When I was ten, my favorite place to read was the carpeted landing where the staircase in my house made a sharp left turn. I’d press my back flush against the wall behind me, stretch my legs out across the landing to the next riser and lose myself in a book like “Harriet the Spy.” Sometimes, I'd put the book down and tilt my head to look obliquely into the full-length mirror on the wall beside me. My eyes would climb and descend the stairs in that parallel house, my mind wondering what rooms and people might be beyond sight there.

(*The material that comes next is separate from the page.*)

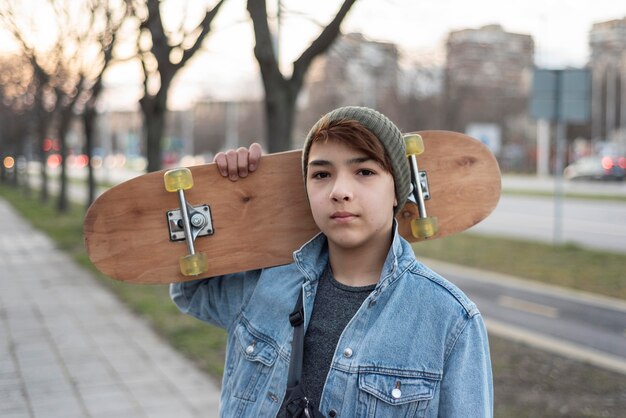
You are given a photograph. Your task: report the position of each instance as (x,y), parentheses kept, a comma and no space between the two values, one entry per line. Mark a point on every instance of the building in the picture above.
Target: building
(354,71)
(487,80)
(607,41)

As an adult, I bought a copper-colored gazing ball and set it on a table on my patio. Its sphere reflected miniature images in astonishingly crisp focus--curving, elongating and accentuating the shapes like caricature. I noticed an open space in the ball’s reflection of our maple-tree leaf canopy. And within that space, something else: a window. I glanced up, eyes sweeping the actual canopy for the open space. There! And through it, a neighbor's attic window I'd never noticed. Or, probably, had noticed a hundred times and come to ignore. Returning my gaze to the ball, I imagined what might be going on behind a window like that. What characters might be there.

Inside my house, I wondered what else might be seen differently in relief than in reality. First, I looked directly into the dining room. Nothing very interesting, I decided, but then frowned. Nothing except the chair that stood away from the table--stood where my husband persistently left it after breakfast. I shook off my irritation and opened the hall-closet door just enough for its full-length mirror to reflect the dining room.

In the mirror, before anything else, I saw the chair. The reflection emphasized its emptiness, its distance from the table: a riderless horse. I regretted my irritation. Then I stared deeply into the mirror image of the room I saw every day. I tilted my head and imagined what else might be happening in there, what kind of people might live there.

A gazing ball, a mirror--even the back of a spoon during a restaurant meal. Why not try a reflection to get a new look at something familiar?